Internet History

The Internet and the Web are not synonymous - the Internet was born in 1970 while the Web began in 1990. The Web is one of many interfaces to the Internet. Some other interfaces are e-mail, FTP (File Transfer Protocol), telnet, newsgroups, file sharing, and databases. The Web is the graphical interface that has spurred the tremendous growth of the Internet. A very detail timeline of Internet history can be viewed at Hobbes' Internet Timeline. The Internet Society has a PowerPoint presentation of Internet history showing photos and short biographies of the inspired thinkers that helped create the Internet. Below a quick walk down memory lane for the Internet will help put Internet searching in perspective – dates in orange indicate key transitions periods (Hock, 2004, pp. 3-6; LivingInternet, 2005, Internet History; Sherman & Price, 2001, pp. 2-13):

·   1844                 The first telegraphic message was sent from near Baltimore to Washington - a distance of ~40 miles (About, n.d.).

·   1861                 Western Union built its first transcontinental telegraph line in1861 (About, n.d.).

·   1895                 Henry Lafontaine and Paul Otlet began development of the Universal Decimal Classification which wanted to go one step beyond the Dewey Decimal System which guides readers to a book but no further. The next step was to “penetrate the boundaries of the books themselves, to unearth the “substance, sources and conclusions” inside.” Hence, the first “search engine” (Wright, 2003, para.13).

·   1957                 The Sputnik satellite was launched by the Russians.         

·   1958                 As a result of Sputnik, Americans felt we were loosing the space race and created ARPA (Advanced Research Projects Agency) to catch up and exceed the Russians.

·   1962                 J.C.R. Licklider wrote paper envisioning a global connection of computers.

·   1966                 Inspired by Licklider, Larry Roberts submitted a proposal to link computers.

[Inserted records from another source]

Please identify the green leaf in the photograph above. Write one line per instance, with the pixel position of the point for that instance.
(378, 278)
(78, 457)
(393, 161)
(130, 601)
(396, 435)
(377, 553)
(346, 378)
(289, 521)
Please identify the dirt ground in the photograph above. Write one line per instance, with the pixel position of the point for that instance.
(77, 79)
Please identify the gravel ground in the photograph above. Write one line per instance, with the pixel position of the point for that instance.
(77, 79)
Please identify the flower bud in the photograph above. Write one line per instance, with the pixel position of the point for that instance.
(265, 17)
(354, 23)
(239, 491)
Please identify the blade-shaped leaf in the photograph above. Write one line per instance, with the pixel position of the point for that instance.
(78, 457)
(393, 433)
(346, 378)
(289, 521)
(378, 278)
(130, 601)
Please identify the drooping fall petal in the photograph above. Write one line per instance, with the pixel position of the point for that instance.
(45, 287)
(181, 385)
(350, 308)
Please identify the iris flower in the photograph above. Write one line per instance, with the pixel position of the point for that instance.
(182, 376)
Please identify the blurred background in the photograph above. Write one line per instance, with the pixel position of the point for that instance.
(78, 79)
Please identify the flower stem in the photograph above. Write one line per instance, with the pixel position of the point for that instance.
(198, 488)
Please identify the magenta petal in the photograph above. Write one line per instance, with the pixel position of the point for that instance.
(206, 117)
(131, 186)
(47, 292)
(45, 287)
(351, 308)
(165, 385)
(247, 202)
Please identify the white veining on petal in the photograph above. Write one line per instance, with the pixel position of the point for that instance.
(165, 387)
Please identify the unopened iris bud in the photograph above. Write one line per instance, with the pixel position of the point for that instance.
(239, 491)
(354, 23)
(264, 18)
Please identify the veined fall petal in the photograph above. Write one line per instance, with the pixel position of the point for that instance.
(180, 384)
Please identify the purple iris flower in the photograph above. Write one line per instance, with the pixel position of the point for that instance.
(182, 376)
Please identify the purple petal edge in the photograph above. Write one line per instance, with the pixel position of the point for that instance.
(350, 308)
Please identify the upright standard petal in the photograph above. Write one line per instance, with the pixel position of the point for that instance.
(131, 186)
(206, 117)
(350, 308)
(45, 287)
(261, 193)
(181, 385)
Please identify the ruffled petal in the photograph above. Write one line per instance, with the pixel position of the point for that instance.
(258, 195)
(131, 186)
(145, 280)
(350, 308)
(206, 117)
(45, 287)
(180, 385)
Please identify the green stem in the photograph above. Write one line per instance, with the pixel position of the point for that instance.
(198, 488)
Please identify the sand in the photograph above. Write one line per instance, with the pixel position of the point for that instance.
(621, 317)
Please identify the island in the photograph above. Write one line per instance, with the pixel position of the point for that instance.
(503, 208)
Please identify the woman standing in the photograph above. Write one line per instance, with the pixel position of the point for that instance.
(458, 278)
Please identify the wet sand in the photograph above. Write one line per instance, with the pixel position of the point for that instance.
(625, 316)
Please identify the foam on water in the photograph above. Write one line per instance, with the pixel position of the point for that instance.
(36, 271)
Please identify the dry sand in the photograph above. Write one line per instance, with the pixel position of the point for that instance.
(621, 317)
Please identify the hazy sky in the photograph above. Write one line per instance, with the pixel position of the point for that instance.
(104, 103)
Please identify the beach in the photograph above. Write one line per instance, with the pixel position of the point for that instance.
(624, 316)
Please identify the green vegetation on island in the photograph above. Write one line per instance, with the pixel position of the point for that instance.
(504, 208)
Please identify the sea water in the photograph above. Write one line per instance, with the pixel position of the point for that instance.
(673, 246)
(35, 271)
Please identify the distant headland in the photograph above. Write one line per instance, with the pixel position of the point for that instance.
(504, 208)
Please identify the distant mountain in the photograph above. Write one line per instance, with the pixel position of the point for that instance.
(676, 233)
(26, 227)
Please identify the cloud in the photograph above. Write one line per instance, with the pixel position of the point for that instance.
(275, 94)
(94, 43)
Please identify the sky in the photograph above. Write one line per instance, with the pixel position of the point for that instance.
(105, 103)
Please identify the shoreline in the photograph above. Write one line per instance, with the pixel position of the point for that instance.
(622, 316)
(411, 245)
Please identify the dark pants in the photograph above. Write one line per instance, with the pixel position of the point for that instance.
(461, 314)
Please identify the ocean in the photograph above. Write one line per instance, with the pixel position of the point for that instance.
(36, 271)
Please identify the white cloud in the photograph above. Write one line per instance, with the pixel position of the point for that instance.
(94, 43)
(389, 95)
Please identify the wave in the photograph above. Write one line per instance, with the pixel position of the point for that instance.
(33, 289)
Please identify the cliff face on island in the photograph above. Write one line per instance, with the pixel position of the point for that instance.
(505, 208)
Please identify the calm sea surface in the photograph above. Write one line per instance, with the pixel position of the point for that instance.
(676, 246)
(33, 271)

·   Pre-1969         Computers were stand alone machines or terminals on a mainframe

·   1969                 Larry Robert’s proposal lead to installation of the first node of the new computer network at UCLA founding ARPAnet (ARPA Network of the U.S. Department of Defense).

·   1970s               Universities and defense contractors began connecting to ARPAnet.

·   1971                 Fifteen Universities were now connected to ARPAnet.

·   1972-74           Commercial information databases like Dialog and Lexis went online with their dial-up services.

·   1973                 DARPA (Defense Advanced Research Projects Agency) was initiated to communicate across linked networks. ARPAnet was just one network, whereas DARPA was a network of networks.

·   1979                 CSnet (Computer Science Network) was created – funded by the NSF (U.S. National Science Foundation) - to link universities not a part of ARPAnet.

·   1983                 TCP/IP (Transmission Control Protocol / Internet Protocol) replaced NCP (Network Control Program) on ARPAnet.

·   1984                 NSF started construction of five regional supercomputing centers.

·   1986                 LISTSERV mailing list management software was written by Eric Thomas who later founded the L-Soft company in 1994.

·   Pre-1990         Accessing a file required a Telnet connection to a known location, then FTP to fetch the file.

·   1990                 Tim Berners-Lee, a contract programmer at the European Organization for Nuclear Research (CERN) high-energy physics laboratory in Geneva, Switzerland, created the tools that became the Web – a web client he called WorldWideWeb, HTML and URLs (Universal Resource Identifiers).

·   1990                 ARPAnet was retired and absorbed into NSFnet. NSFnet was soon connected to CSnet, and then to EUnet (European Network), which connected research facilities in Europe.

·   1990                 Archie was created – the first true search tool for files stored on FTP servers on the Internet.

·   1991                 Gopher was created – the first browsable directory of files on the Internet.

·   1991                 WAIS was created – a client on your computer that allowed you to search the Internet.

·   1992                 Veronica was created – a centralized Archie-like search tool for Gopher files.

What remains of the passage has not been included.